Schweizerische Radio- und Fernsehgesellschaft gegen Unabhängige
Beschwerdeinstanz für Radio und Fernsehen (Beschwerde in öffentlich-rechtlichen
Angelegenheiten)
2C_89/2008 vom 26. Juni 2008

Regeste

Art. 93 Abs. 5 BV; Art. 7 Ziff. 1 des Europäischen Übereinkommens über das
grenzüberschreitende Fernsehen; Art. 6 Abs. 1, 58 Abs. 2, 62 Abs. 2, 64 Abs. 3
und 65 Abs. 1 aRTVG; Art. 4 Abs. 1 und Art. 96 Abs. 3 RTVG; Aufnahmen mit
versteckter Kamera bei einem Schönheitschirurgen; individualrechtlicher
Persönlichkeitsschutz. Pflicht der Veranstalter von Radio- und Fernsehsendungen
zur Beachtung der Grundrechte und namentlich der Menschenwürde (E. 6.2 und
6.6). Fehlende Kompetenz der Unabhängigen Beschwerdeinstanz für Radio und
Fernsehen, Persönlichkeitsverletzungen im Zusammenhang mit einer Radio- oder
Fernsehsendung zu beurteilen (E. 6 und 7).

Sachverhalt ab Seite 261

BGE 134 II 260 S. 261
Das Schweizer Fernsehen strahlte am 6. Februar 2007 in der Sendung
"Kassensturz" einen Beitrag über Schönheitschirurgen aus. Dieser sollte -
gleich wie ein früherer Beitrag vom 19. Dezember 2006 und ein späterer vom 13.
Februar 2007 - die Zuschauer auf fragwürdige Praktiken aufmerksam machen.
Insbesondere sollte belegt werden, dass der bekannte Schönheitschirurg Dr. med.
R. bereit sei, selbst bei einer Frau mit perfekten Körpermassen eine
Brustvergrösserung vorzunehmen.
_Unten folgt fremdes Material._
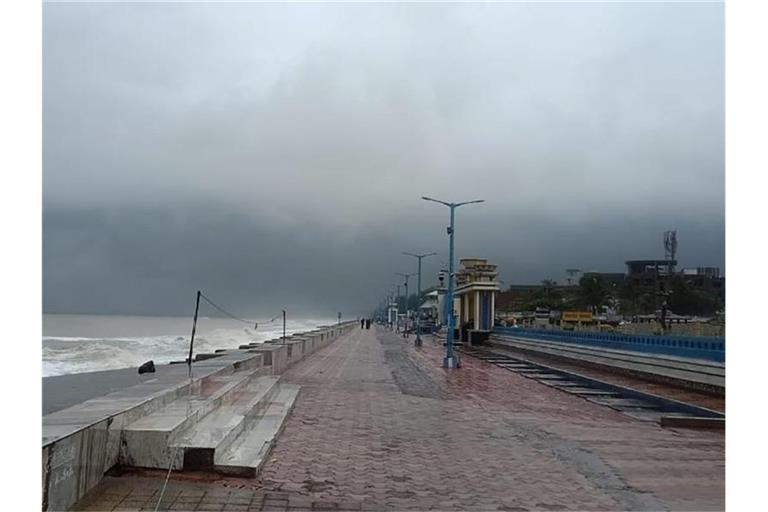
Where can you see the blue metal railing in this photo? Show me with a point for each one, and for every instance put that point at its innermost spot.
(697, 347)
Um dies nachzuweisen, suchte die 19-jährige M.,
damals Miss Z., zusammen mit einer Fernsehjournalistin die Praxis von R. auf.
Letztere filmte in der Arztpraxis mit versteckter Kamera. In der Sendung vom 6.
Februar 2007 wurden Ausschnitte der dabei aufgenommenen Bilder ausgestrahlt.
Diese zeigten unter anderem den nicht anonymisierten Arzt bei der Untersuchung
von M. und bei einem Gespräch mit ihr.
A. beanstandete die erwähnte Sendung bei der zuständigen Ombudsstelle. Nachdem
diese am 4. April 2007 einen Schlussbericht ausgefertigt hatte, erhob A. am 2.
Mai 2007 Beschwerde bei der Unabhängigen Beschwerdeinstanz für Radio und
Fernsehen (UBI). Er kritisierte, dass der Beitrag vom 6. Februar 2007 durch
illegale Filmaufnahmen und unzureichende Recherchierarbeit zustande gekommen
sei.
Die UBI hiess die Beschwerde am 31. August 2007 gut und stellte fest, dass der
erwähnte Beitrag die Programmbestimmungen verletze. Weiter forderte sie die
Schweizerische Radio- und Fernsehgesellschaft auf, sie innert 60 Tagen über die
getroffenen Vorkehrungen zu unterrichten, um den Mangel zu beheben und in
Zukunft gleiche oder ähnliche Rechtsverletzungen zu vermeiden.
Die Schweizerische Radio- und Fernsehgesellschaft (SRG) beantragt dem
Bundesgericht mit Beschwerde in öffentlich-rechtlichen Angelegenheiten vom 30.
Januar 2008, den Entscheid der UBI vom 31. August 2007 aufzuheben und
festzustellen, dass der Beitrag vom 6. Februar 2007 in der Sendung
"Kassensturz" über Schönheitschirurgen die Programmrechtsbestimmungen nicht
verletze.
Das Bundesgericht heisst die Beschwerde gut und hebt den angefochtenen
Entscheid der UBI auf.

Auszug aus den Erwägungen:

Aus den Erwägungen:

6.

6.1 Nach Art. 58 Abs. 2 des Bundesgesetzes vom 21. Juni 1991 über Radio und
Fernsehen (aRTVG; AS 1992 S. 601) beurteilt die UBI
BGE 134 II 260 S. 262
Beschwerden gegen ausgestrahlte Radio- und Fernsehsendungen schweizerischer
Veranstalter. Gemäss Art. 62 Abs. 2 aRTVG muss die Beschwerde mit kurzer
Begründung angeben, wodurch Programmbestimmungen des Bundesgesetzes über Radio
und Fernsehen, seiner Ausführungsbestimmungen oder der Konzession verletzt
worden sind. Die UBI stellt anschliessend fest, ob eine Verletzung der
erwähnten Programmbestimmungen oder derjenigen einschlägiger internationaler
Übereinkommen gegeben ist (Art. 65 Abs. 1 aRTVG).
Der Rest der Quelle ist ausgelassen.